Warmer weather means it’s farmers market season. Read up on some of the great benefits of shopping at a farmers market, and don’t miss the recipe at the end!
After an especially long and snowy winter, the opening of farmers markets around the state is certainly a welcome sight. There are many individual, community and environmental benefits associated with shopping at local farmers markets. Markets often offer a wide variety of reasonably priced, high quality fruits and vegetables that are at the peak of their nutritional value. If you receive SNAP benefits, many markets offer a matching incentive program called Double Up Food Bucks (DUFB). For every $10 in SNAP benefits used at the market, you will receive up to $10 in DUFB tokens to spend on fruits and vegetables, making them even more economical.
The produce at farmers markets is often harvested within a couple of days or hours of the market, so the consumer has more time to use it before it spoils. Shopping at farmers markets also helps support farmers in your area, as well as the local economy. On average, food in the United States travels about 1,500 miles to get to your dinner plate, which can have various negative impacts on the environment. Fruits and vegetables sold at farmers markets have generally travelled just a few miles, which means savings in both your wallet and your environment. In addition to these benefits, farmers markets are a fun place to spend a few hours. Many offer free music, games and events for children and tasty food samples. The opening day of farmers markets varies around the state. Check with your local USU Extension office to find the farmers market in your community.
Here’s a great recipe for some of the first items to show up at Utah’s farmers markets.
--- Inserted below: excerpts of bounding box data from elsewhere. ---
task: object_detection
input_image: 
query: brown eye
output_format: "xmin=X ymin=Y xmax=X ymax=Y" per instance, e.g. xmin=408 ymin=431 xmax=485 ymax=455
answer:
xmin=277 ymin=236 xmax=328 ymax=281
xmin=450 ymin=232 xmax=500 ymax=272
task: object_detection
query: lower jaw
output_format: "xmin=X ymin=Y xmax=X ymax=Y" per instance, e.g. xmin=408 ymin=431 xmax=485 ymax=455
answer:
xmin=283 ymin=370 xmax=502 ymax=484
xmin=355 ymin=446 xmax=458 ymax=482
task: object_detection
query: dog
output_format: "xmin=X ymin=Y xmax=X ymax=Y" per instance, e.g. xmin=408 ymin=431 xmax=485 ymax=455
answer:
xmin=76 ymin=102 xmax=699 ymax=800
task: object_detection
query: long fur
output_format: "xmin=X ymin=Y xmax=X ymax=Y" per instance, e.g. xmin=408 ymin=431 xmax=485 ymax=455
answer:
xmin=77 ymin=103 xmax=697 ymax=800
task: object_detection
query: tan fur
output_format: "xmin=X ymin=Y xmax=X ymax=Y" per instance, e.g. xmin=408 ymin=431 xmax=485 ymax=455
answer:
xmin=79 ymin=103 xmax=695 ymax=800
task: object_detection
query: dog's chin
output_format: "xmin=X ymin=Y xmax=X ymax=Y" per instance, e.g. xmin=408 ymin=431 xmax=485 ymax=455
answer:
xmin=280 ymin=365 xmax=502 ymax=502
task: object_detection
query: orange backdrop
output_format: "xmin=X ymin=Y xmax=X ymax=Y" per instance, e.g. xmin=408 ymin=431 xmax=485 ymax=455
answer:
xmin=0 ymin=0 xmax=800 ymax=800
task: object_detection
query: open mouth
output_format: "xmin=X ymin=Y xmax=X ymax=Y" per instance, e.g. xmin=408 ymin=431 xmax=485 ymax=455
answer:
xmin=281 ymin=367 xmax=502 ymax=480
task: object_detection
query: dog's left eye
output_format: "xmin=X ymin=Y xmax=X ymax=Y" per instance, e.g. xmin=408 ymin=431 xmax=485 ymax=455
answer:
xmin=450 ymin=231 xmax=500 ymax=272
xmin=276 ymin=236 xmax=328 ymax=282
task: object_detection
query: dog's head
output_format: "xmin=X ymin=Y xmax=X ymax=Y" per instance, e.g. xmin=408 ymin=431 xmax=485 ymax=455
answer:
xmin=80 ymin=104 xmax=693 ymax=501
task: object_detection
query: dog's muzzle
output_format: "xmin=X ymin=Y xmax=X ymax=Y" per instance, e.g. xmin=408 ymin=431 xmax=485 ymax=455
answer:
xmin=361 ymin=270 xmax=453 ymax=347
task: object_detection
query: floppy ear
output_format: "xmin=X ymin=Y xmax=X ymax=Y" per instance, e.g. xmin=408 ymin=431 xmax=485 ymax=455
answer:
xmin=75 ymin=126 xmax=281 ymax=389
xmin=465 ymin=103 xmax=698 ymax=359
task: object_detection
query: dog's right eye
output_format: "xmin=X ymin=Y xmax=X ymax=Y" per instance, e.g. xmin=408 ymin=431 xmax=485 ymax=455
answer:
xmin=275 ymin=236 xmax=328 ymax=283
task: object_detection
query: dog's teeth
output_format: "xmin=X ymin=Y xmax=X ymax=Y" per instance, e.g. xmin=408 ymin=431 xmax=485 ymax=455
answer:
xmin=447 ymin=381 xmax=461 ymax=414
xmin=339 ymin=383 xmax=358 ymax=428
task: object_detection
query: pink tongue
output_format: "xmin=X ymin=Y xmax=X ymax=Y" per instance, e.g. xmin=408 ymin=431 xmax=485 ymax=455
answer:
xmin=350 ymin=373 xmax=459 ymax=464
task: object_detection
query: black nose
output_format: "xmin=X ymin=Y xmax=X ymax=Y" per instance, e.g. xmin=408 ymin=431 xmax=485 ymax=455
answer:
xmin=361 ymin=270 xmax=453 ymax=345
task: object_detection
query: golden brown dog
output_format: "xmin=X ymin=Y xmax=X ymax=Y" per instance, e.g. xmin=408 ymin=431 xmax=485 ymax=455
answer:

This is a great recipe to add any other fruits or vegetables that look good at the market.
Tossed Salad with Citrus Dressing
Yield: 8 servings.
- 4 c. torn fresh spinach
- 4 c. torn leaf lettuce
- 2-11 oz. cans mandarin oranges
- ¼ small red onion, thinly sliced
- 2 T. thinly sliced radishes
- ½ c. orange juice
- ¼ c. lemon juice
- ¼ c. olive oil
- ½ t. seasoned salt
- ¼ t. paprika (optional)
- pepper, to taste
Toss spinach, lettuce, oranges and radishes in salad bowl. Combine dressing ingredients and whisk together until blended. Serve with salad.